Bereits 1960 wies John Alexander Simpson hypothetisch auf eine autoimmune Pathogenese hin. Der Nachweis der AChR-Antikörper gelang erst 1974.[21][22] MuSK-Antikörper wurden erstmals 2001 beschrieben.[23]
Die Myasthenia gravis kommt vor allem bei Haushunden (daneben auch bei Katzen oder Nutztieren) vor. Hier werden eine angeborene und eine erworbene Form unterschieden. Die Pathogenese ist die gleiche wie beim Menschen, also eine Autoimmunerkrankung, die sich gegen die Acetylcholinrezeptoren richtet. Die Behandlung erfolgt wie beim Menschen.

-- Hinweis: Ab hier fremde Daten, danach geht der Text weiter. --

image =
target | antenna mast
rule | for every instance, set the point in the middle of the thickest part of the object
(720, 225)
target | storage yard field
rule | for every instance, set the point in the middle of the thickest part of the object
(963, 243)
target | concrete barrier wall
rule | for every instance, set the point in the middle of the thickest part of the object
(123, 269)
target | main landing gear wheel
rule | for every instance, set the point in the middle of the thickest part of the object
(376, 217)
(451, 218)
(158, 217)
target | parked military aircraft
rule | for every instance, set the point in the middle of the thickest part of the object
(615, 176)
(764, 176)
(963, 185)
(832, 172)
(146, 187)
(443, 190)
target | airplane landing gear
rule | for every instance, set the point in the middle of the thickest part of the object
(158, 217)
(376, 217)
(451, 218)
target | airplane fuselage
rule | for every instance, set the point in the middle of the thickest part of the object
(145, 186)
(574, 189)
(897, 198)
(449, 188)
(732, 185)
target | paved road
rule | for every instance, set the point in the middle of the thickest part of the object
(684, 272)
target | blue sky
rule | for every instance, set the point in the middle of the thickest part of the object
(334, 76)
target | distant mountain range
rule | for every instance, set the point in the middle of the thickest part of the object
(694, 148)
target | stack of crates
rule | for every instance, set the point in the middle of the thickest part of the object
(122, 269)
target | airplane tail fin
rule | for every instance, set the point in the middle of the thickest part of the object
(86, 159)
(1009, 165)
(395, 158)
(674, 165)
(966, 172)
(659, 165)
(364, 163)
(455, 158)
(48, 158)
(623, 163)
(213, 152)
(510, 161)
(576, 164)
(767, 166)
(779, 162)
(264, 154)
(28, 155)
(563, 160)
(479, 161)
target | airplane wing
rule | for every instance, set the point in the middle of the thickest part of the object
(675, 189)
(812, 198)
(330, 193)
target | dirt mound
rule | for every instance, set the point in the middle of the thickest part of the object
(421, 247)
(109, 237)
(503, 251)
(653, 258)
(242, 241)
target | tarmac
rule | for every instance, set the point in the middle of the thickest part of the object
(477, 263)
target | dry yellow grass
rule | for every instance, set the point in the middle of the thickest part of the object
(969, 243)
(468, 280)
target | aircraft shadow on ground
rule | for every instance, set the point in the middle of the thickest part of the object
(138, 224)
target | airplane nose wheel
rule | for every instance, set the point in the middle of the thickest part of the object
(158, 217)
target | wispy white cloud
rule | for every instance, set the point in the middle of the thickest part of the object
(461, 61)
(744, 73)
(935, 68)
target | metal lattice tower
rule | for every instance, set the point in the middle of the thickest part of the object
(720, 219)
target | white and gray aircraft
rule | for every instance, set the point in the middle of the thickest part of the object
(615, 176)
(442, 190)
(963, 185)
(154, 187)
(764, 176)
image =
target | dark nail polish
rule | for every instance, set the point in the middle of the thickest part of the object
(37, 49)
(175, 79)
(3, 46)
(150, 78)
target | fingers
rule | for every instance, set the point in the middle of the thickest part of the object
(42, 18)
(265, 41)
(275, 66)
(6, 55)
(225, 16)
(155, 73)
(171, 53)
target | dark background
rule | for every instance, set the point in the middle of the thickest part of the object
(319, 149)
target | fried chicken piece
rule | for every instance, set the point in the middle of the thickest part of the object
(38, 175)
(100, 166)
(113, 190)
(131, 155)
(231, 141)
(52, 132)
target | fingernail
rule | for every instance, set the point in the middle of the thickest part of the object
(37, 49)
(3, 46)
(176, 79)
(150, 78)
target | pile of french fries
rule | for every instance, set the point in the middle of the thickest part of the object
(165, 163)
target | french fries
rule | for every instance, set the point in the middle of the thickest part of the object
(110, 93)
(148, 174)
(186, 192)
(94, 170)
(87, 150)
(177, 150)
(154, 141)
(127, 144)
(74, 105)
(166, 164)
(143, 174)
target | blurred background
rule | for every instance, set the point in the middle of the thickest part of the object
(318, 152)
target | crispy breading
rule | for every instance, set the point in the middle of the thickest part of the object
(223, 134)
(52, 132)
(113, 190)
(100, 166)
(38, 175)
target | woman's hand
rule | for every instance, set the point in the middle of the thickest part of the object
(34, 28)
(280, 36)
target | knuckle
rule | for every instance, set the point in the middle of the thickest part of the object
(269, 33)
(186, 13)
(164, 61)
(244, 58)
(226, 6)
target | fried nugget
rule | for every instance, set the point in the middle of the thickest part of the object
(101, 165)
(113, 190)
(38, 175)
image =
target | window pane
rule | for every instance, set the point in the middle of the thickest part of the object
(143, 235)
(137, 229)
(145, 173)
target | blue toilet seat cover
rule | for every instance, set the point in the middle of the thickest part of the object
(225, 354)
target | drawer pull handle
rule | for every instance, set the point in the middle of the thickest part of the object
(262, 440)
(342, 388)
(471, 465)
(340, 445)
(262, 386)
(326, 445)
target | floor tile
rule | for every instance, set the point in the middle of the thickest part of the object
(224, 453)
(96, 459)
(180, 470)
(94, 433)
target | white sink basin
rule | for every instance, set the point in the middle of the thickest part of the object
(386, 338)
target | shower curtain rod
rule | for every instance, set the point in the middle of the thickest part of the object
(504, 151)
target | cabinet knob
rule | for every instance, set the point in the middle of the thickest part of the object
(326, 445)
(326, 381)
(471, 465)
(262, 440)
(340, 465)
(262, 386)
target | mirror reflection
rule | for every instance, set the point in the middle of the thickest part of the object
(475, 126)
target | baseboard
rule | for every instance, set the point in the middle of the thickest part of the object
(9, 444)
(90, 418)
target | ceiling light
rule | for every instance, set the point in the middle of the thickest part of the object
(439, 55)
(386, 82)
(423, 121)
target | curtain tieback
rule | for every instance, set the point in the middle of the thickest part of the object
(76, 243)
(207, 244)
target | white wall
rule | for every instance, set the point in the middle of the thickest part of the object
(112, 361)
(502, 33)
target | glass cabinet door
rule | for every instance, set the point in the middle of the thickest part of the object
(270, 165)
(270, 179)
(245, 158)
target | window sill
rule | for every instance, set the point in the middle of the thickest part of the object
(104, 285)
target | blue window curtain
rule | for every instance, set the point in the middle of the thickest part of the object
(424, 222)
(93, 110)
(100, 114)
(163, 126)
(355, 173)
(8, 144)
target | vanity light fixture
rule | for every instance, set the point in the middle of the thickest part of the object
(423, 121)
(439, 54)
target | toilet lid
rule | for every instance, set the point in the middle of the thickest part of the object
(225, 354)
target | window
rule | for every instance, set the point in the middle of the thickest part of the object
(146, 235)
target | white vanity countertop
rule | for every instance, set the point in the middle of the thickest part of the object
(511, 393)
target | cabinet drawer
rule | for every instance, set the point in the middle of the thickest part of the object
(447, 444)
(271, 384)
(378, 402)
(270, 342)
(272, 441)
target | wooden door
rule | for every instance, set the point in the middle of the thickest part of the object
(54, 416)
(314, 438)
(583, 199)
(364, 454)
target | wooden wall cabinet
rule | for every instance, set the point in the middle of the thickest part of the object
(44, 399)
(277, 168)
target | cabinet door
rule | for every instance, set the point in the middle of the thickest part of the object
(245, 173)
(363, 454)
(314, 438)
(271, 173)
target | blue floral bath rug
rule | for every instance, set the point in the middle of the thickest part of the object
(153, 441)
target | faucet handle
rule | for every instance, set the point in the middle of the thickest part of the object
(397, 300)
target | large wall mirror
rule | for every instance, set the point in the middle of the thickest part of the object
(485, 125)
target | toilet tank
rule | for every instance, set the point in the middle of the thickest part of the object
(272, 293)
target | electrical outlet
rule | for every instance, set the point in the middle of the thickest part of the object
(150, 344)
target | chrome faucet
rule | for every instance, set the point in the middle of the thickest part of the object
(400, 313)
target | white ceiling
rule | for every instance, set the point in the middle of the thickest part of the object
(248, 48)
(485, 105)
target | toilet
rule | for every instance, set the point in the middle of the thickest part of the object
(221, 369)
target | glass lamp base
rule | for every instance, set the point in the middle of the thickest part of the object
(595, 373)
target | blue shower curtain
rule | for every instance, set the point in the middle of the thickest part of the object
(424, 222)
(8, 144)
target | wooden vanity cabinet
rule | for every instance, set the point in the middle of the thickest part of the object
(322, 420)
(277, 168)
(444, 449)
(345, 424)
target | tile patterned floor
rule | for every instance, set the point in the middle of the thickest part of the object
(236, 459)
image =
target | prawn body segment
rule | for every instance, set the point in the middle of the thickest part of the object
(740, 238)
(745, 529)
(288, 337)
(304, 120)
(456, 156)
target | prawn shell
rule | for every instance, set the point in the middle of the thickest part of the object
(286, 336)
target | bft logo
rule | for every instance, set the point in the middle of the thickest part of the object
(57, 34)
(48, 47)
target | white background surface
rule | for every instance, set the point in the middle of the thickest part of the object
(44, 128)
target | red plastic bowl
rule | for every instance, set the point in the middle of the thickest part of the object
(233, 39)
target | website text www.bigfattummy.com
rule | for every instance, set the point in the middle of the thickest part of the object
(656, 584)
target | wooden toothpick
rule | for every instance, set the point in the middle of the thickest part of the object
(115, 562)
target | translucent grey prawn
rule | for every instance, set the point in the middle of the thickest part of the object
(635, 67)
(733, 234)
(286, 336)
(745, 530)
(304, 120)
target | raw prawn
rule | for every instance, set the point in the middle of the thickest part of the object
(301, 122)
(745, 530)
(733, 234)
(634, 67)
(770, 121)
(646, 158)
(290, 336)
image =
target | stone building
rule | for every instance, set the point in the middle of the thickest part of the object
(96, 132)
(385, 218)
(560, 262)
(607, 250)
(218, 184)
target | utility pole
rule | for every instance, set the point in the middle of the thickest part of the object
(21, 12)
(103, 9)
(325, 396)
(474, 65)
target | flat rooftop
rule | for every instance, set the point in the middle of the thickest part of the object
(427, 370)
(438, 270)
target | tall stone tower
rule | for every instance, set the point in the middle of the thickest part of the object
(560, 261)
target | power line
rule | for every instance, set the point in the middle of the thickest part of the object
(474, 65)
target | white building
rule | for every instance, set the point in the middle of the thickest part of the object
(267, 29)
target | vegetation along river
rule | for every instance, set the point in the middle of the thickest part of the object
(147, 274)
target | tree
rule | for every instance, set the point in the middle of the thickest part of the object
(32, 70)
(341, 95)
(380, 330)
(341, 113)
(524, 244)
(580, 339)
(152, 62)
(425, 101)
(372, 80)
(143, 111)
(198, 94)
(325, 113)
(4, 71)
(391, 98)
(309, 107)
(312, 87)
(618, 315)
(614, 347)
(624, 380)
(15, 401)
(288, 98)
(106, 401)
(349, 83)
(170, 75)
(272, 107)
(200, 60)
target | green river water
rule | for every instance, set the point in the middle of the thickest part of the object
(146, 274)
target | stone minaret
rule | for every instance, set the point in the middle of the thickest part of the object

Die angeborene Myasthenia gravis ist relativ selten und tritt gehäuft bei einigen Hunderassen (Jack Russell Terrier, Glatthaar-Foxterrier, Springer-Spaniel) auf. Die Erkrankung wird autosomal-rezessiv vererbt und tritt typischerweise in der 6. bis 8. Lebenswoche auf.
Die erworbene Myasthenia gravis ist häufiger und vermutlich multifaktoriell bedingt, wobei wohl ebenfalls eine genetische Prädisposition vorliegt. Thymome kommen ebenfalls als Auslöser in Betracht. Die Altersprädisposition ist zweiphasisch, mit einem Häufigkeitsmaximum bei Junghunden (1.–4. Lebensjahr) und einem bei alten Hunden (ab 9. Lebensjahr).
Klinisch äußert sie sich zumeist in lokalen Muskelstörungen. Häufig (etwa 80 % der Fälle) ist vor allem die Speiseröhre betroffen, und es entwickelt sich ein Megaösophagus. Klinisch zeigt sich ein häufiges Regurgitieren. Hier besteht ein besonders hohes Risiko für eine Aspirationspneumonie. Auch die Rachenmuskulatur kann involviert sein, was sich in Stimmveränderungen äußert. Eine dritte häufige Lokalisation sind wie beim Menschen die Augenmuskeln. In diesem Fall ist der Lidschlussreflex vermindert und schnell ermüdbar. Die generalisierte Form äußert sich in schneller Ermüdbarkeit, steifem Gang bis hin zu einer Paraparese der Hintergliedmaßen oder Tetraparese. Auch ein Megaösophagus ist häufig. Eine myasthenische Krise mit akuter Para- oder Tetraparese und Megaösophagus kann ebenfalls auftreten.
Die Diagnose kann sicher nur mit dem Nachweis der Autoantikörper gestellt werden. Bei einem Megaösophagus oder bei Thymomen kann eine Röntgenaufnahme des Brustkorbs wichtige Hinweise geben. Differentialdiagnostisch müssen andere Polyneuropathien, Botulismus (selten beim Hund), Polymyositis, Zeckenparalyse (selten) und Azetylcholin- oder Organophosphat-Vergiftungen ausgeschlossen werden (Siehe auch VETAMIN D).